While acute bronchitis is normally caused by a virus and will only last up to two weeks, unlike chronic bronchitis, which can potentially last several months up to many years. In this case, the bronchial tubes are always inflamed and irritated, with the overproduction of mucus.

Causes

 

The most common cause of bronchitis is smoking and secondary smoke inhalation. It is not uncommon for an individual to be experience rhinopharyngitis or coryza (common cold).

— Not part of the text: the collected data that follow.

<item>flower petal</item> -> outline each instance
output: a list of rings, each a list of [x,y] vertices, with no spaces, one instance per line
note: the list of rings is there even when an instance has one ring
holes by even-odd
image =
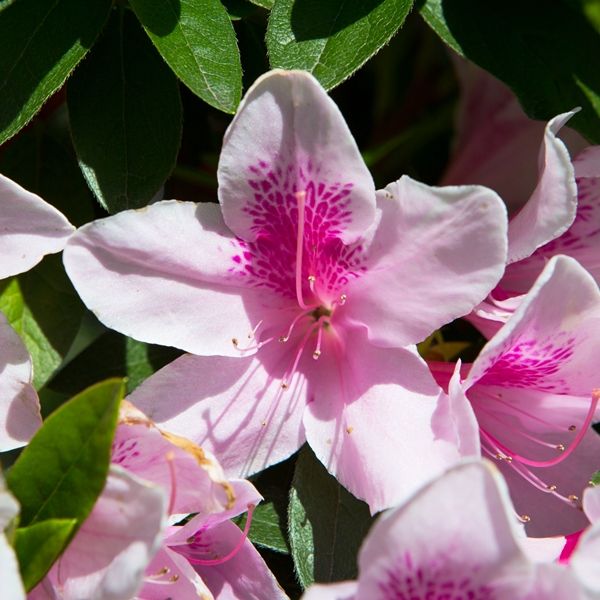
[[[434,439],[431,418],[441,390],[416,351],[378,348],[364,330],[354,330],[343,355],[329,342],[318,362],[318,376],[315,367],[309,378],[306,437],[372,512],[458,460],[452,444]]]
[[[129,600],[162,539],[166,498],[111,466],[90,516],[49,573],[61,600]]]
[[[373,180],[348,126],[303,71],[257,79],[225,134],[217,176],[225,222],[249,242],[286,206],[296,210],[295,192],[313,198],[317,216],[323,205],[345,243],[375,218]]]
[[[0,313],[0,451],[24,446],[41,427],[31,358],[21,338]]]
[[[482,187],[434,188],[402,177],[377,193],[381,220],[366,272],[344,306],[381,346],[420,342],[465,315],[506,262],[506,210]]]
[[[465,462],[375,523],[359,554],[357,597],[460,589],[465,597],[522,598],[531,565],[515,522],[503,481],[487,463]]]
[[[258,321],[248,314],[256,292],[233,273],[239,252],[218,206],[171,200],[85,225],[64,263],[108,327],[195,354],[239,356],[232,338]]]
[[[161,428],[212,452],[228,476],[245,477],[304,441],[304,384],[282,390],[291,359],[280,346],[248,358],[182,356],[129,399]]]
[[[0,578],[3,598],[25,600],[25,588],[21,581],[19,563],[14,548],[8,543],[4,533],[0,533]]]
[[[600,521],[600,486],[596,485],[585,490],[583,494],[583,511],[592,523]]]
[[[552,258],[512,318],[486,344],[467,376],[589,398],[597,386],[600,291],[577,261]]]
[[[224,555],[239,542],[243,533],[231,521],[224,521],[206,532],[211,552]],[[204,537],[202,538],[204,541]],[[215,600],[286,600],[273,573],[249,540],[240,550],[219,565],[195,565],[196,572]]]
[[[583,532],[569,566],[590,598],[600,594],[600,523],[594,523]]]
[[[356,581],[311,585],[302,596],[302,600],[355,600],[357,587]]]
[[[202,578],[184,556],[163,546],[146,568],[135,600],[214,600]]]
[[[575,218],[577,185],[569,151],[556,137],[577,111],[554,117],[544,131],[539,179],[533,194],[508,224],[508,262],[528,257],[564,233]]]
[[[112,463],[161,487],[169,496],[169,514],[220,512],[233,502],[233,489],[214,456],[160,431],[127,402],[121,407]]]
[[[0,175],[0,279],[60,252],[74,227],[53,206]]]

Extensive exposure to chemical fumes and toxic gases

Extensive exposure air pollutants, dust

Influenza

Viruses

Many victims that work in an environment that requires a certain amount of exposure to substances that cause irritation to the lungs for many, many years will be at a higher risk to developing COPD, at some point in their life.

 

Signs & Symptoms

 

Fatigue

Dyspnea (shortness of breath)

Chest discomfort (tightness, heaviness)

Low-grade fever

Chills

Clear, white, green, or yellowish-gray sputum or mucus

Cough

Smoking cessation is definitely a must, in order for treatment to be effective. If you need assistant, you should consider using nicotine patches or gum to suffice your nicotine cravings.

 

Treatment

 

Antibiotics

Cough Suppressants

Respiratory Inhalant Therapy

 

Diagnosis

 

The diagnosis process will begin with a thorough physical exam including auscultation of the lungs. The physician will be listening for wheezes, crackles (wet), rhonchi (low-pitched wheezes), and pleural rubs (creaking and grating noises).

Chest X-Ray

Sputum & Culture

Pulmonary Function Test

 

Complications

 

Pneumonia is a huge and very common complication of bronchitis. It is vital that you seek medical attention on onset of symptoms.